Os faróis. Bruno Tolentino. Poesia

OS FARÓIS
Bruno Tolentino

Rubens, rio de olvido e jardim da indolência,
travesseiro carnal onde é vedado amar,
mas por onde se agita e flui esta existência
como o ar pelo céu e o mar dentro do mar.

Leonardo da Vinci, sombrio espelho fundo
onde anjos sedutores sorriem com brandura
e, entre, penhascos e pinheiros do outro mundo,
sugerem-nos mistérios vedados à criatura.

Rembrandt, um hospital cheio de sons inquietos,
onde a um enorme crucifixo erguem-se a prece
e o coro de soluços de um monte de dejetos
a que a um raio invernal subitamente desce.

Michelangelo, ar vago onde os vultos hercúleos
e os Cristos se confundem, onde estranhos espectros,
poderosos fantasmas com seus dedos eretos,
estraçalham sudários à hora dos crepúsculos;

Puget, rei melancólico de um povo de forçados,
com impudências de fauno, de boxeador aos socos,
peito inchado de orgulho, homem débil e pálido,
resgastaste a beleza dos rudes e dos toscos.
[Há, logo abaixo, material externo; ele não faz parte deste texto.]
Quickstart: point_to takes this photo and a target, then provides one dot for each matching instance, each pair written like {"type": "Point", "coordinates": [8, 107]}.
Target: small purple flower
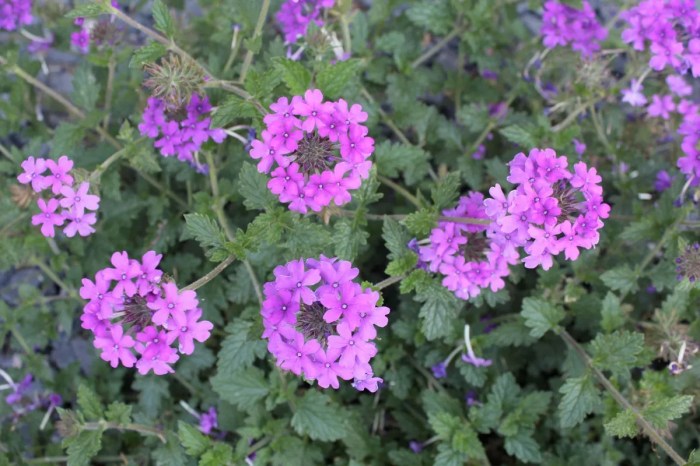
{"type": "Point", "coordinates": [208, 421]}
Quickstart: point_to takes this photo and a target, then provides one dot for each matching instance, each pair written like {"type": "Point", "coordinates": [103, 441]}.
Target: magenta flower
{"type": "Point", "coordinates": [33, 169]}
{"type": "Point", "coordinates": [173, 304]}
{"type": "Point", "coordinates": [48, 218]}
{"type": "Point", "coordinates": [116, 346]}
{"type": "Point", "coordinates": [310, 332]}
{"type": "Point", "coordinates": [79, 200]}
{"type": "Point", "coordinates": [59, 173]}
{"type": "Point", "coordinates": [186, 328]}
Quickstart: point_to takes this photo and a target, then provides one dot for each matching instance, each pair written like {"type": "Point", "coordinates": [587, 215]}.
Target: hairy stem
{"type": "Point", "coordinates": [648, 429]}
{"type": "Point", "coordinates": [248, 60]}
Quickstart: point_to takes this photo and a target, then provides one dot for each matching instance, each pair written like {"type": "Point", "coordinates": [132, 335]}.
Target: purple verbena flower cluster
{"type": "Point", "coordinates": [564, 25]}
{"type": "Point", "coordinates": [15, 13]}
{"type": "Point", "coordinates": [130, 310]}
{"type": "Point", "coordinates": [466, 254]}
{"type": "Point", "coordinates": [672, 30]}
{"type": "Point", "coordinates": [294, 16]}
{"type": "Point", "coordinates": [551, 210]}
{"type": "Point", "coordinates": [321, 150]}
{"type": "Point", "coordinates": [185, 137]}
{"type": "Point", "coordinates": [75, 201]}
{"type": "Point", "coordinates": [320, 323]}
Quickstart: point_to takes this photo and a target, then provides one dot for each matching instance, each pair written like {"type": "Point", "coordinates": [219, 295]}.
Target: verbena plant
{"type": "Point", "coordinates": [333, 232]}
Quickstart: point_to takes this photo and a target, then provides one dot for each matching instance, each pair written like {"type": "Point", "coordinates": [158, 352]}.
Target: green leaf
{"type": "Point", "coordinates": [205, 231]}
{"type": "Point", "coordinates": [193, 441]}
{"type": "Point", "coordinates": [624, 424]}
{"type": "Point", "coordinates": [119, 412]}
{"type": "Point", "coordinates": [295, 76]}
{"type": "Point", "coordinates": [149, 53]}
{"type": "Point", "coordinates": [90, 10]}
{"type": "Point", "coordinates": [447, 191]}
{"type": "Point", "coordinates": [617, 352]}
{"type": "Point", "coordinates": [252, 185]}
{"type": "Point", "coordinates": [86, 90]}
{"type": "Point", "coordinates": [432, 15]}
{"type": "Point", "coordinates": [612, 316]}
{"type": "Point", "coordinates": [622, 279]}
{"type": "Point", "coordinates": [393, 159]}
{"type": "Point", "coordinates": [319, 418]}
{"type": "Point", "coordinates": [523, 447]}
{"type": "Point", "coordinates": [660, 412]}
{"type": "Point", "coordinates": [540, 316]}
{"type": "Point", "coordinates": [89, 404]}
{"type": "Point", "coordinates": [82, 447]}
{"type": "Point", "coordinates": [439, 311]}
{"type": "Point", "coordinates": [580, 398]}
{"type": "Point", "coordinates": [349, 239]}
{"type": "Point", "coordinates": [163, 21]}
{"type": "Point", "coordinates": [242, 388]}
{"type": "Point", "coordinates": [240, 348]}
{"type": "Point", "coordinates": [334, 78]}
{"type": "Point", "coordinates": [518, 135]}
{"type": "Point", "coordinates": [421, 222]}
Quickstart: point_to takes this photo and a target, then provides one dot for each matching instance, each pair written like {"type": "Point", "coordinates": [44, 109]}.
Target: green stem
{"type": "Point", "coordinates": [621, 400]}
{"type": "Point", "coordinates": [211, 275]}
{"type": "Point", "coordinates": [388, 282]}
{"type": "Point", "coordinates": [147, 430]}
{"type": "Point", "coordinates": [437, 47]}
{"type": "Point", "coordinates": [248, 60]}
{"type": "Point", "coordinates": [400, 190]}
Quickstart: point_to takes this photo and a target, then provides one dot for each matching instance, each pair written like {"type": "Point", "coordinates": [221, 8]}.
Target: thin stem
{"type": "Point", "coordinates": [211, 275]}
{"type": "Point", "coordinates": [256, 32]}
{"type": "Point", "coordinates": [621, 400]}
{"type": "Point", "coordinates": [400, 190]}
{"type": "Point", "coordinates": [147, 430]}
{"type": "Point", "coordinates": [388, 282]}
{"type": "Point", "coordinates": [436, 48]}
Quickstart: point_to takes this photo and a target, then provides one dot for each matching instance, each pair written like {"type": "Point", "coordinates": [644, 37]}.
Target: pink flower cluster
{"type": "Point", "coordinates": [563, 25]}
{"type": "Point", "coordinates": [185, 137]}
{"type": "Point", "coordinates": [551, 210]}
{"type": "Point", "coordinates": [321, 150]}
{"type": "Point", "coordinates": [469, 256]}
{"type": "Point", "coordinates": [321, 324]}
{"type": "Point", "coordinates": [15, 13]}
{"type": "Point", "coordinates": [672, 30]}
{"type": "Point", "coordinates": [74, 200]}
{"type": "Point", "coordinates": [136, 318]}
{"type": "Point", "coordinates": [294, 16]}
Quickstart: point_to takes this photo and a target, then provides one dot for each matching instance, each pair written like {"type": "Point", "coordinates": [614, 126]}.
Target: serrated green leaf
{"type": "Point", "coordinates": [446, 192]}
{"type": "Point", "coordinates": [540, 316]}
{"type": "Point", "coordinates": [611, 313]}
{"type": "Point", "coordinates": [334, 78]}
{"type": "Point", "coordinates": [240, 348]}
{"type": "Point", "coordinates": [86, 90]}
{"type": "Point", "coordinates": [580, 398]}
{"type": "Point", "coordinates": [624, 424]}
{"type": "Point", "coordinates": [660, 412]}
{"type": "Point", "coordinates": [319, 418]}
{"type": "Point", "coordinates": [252, 185]}
{"type": "Point", "coordinates": [118, 412]}
{"type": "Point", "coordinates": [192, 440]}
{"type": "Point", "coordinates": [163, 21]}
{"type": "Point", "coordinates": [242, 388]}
{"type": "Point", "coordinates": [622, 279]}
{"type": "Point", "coordinates": [617, 352]}
{"type": "Point", "coordinates": [295, 76]}
{"type": "Point", "coordinates": [149, 53]}
{"type": "Point", "coordinates": [83, 447]}
{"type": "Point", "coordinates": [90, 10]}
{"type": "Point", "coordinates": [89, 404]}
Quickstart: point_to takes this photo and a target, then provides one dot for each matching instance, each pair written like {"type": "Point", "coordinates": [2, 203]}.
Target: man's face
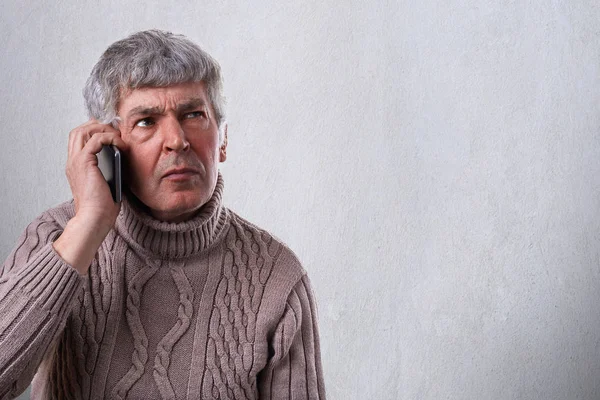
{"type": "Point", "coordinates": [174, 148]}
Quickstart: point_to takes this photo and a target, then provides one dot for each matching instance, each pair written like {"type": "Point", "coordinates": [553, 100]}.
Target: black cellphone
{"type": "Point", "coordinates": [109, 162]}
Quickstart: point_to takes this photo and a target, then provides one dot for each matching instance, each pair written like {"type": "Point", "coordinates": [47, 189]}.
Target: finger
{"type": "Point", "coordinates": [80, 135]}
{"type": "Point", "coordinates": [97, 140]}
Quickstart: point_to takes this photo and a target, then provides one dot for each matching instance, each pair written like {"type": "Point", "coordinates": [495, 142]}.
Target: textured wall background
{"type": "Point", "coordinates": [435, 164]}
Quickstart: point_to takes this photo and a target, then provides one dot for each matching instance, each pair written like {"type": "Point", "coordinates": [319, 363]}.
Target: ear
{"type": "Point", "coordinates": [223, 148]}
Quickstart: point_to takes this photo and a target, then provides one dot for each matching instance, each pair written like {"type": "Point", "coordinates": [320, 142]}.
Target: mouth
{"type": "Point", "coordinates": [177, 174]}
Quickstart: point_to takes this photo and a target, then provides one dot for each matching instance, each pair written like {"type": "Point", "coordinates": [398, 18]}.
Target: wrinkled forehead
{"type": "Point", "coordinates": [162, 98]}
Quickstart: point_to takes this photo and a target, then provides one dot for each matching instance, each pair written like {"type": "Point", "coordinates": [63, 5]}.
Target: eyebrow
{"type": "Point", "coordinates": [188, 105]}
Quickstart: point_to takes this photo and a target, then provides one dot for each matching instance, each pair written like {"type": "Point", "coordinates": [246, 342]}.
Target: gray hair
{"type": "Point", "coordinates": [151, 58]}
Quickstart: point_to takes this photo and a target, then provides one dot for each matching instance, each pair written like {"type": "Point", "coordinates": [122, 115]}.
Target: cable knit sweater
{"type": "Point", "coordinates": [211, 308]}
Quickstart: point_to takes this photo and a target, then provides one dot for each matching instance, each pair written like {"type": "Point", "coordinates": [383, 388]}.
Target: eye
{"type": "Point", "coordinates": [196, 114]}
{"type": "Point", "coordinates": [145, 122]}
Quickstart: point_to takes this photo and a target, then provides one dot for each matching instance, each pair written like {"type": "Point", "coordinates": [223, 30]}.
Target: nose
{"type": "Point", "coordinates": [174, 138]}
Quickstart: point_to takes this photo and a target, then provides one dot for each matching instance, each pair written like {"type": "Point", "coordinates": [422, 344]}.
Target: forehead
{"type": "Point", "coordinates": [162, 97]}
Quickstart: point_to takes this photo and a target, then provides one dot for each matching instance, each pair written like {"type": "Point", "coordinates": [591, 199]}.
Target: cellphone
{"type": "Point", "coordinates": [109, 162]}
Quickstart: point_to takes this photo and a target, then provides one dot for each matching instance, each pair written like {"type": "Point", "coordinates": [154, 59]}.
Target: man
{"type": "Point", "coordinates": [168, 294]}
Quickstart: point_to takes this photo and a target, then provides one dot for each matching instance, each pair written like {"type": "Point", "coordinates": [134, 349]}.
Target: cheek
{"type": "Point", "coordinates": [139, 163]}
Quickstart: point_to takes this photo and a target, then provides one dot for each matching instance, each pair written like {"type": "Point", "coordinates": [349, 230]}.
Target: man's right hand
{"type": "Point", "coordinates": [95, 210]}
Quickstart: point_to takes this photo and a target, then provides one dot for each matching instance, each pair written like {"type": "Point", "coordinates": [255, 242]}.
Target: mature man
{"type": "Point", "coordinates": [168, 294]}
Watteau, um carnaval de corações ilustres
a imitar borboletas, cada qual mais brilhante
ante os leves cenários em que o lume dos lustres
derrama o desvario no baile rodopiante.

Goya, onde o pesadelo não conhece mais peias:
fetos cozidos em sabás, velhas megeras
medindo-se ao espelho, ninfetas pondo as meias
para melhor tentar demoníacas feras.

Delacroix, lago cheio de sangue e anjos morosos
à sombra de pinheiros perenemente verdes,
onde passam fanfarras sob céus dolorosos
como se suspirasse Karl Maria von Weber.

Tantas blasfêmias, maldições, queixas e ais,
são um longo Te Deum de êxtases, de ecos
que, por mil labirintos, atravessando os séculos,
vertem ópios divinos aos corações mortais.

De boca em boca, inumeráveis sentinelas
repetem a mesma ordem, o mesmo grito passa
a cada caçador perdido atrás da caça
e um farol brilha aceso sobre mil cidadelas.

É o melhor testemunho da nossa dignidade,
Senhor, essa enxurrada ardente de soluços
que rola de era em era até cair de bruços
e morrer junto à orla da Tua eternidade!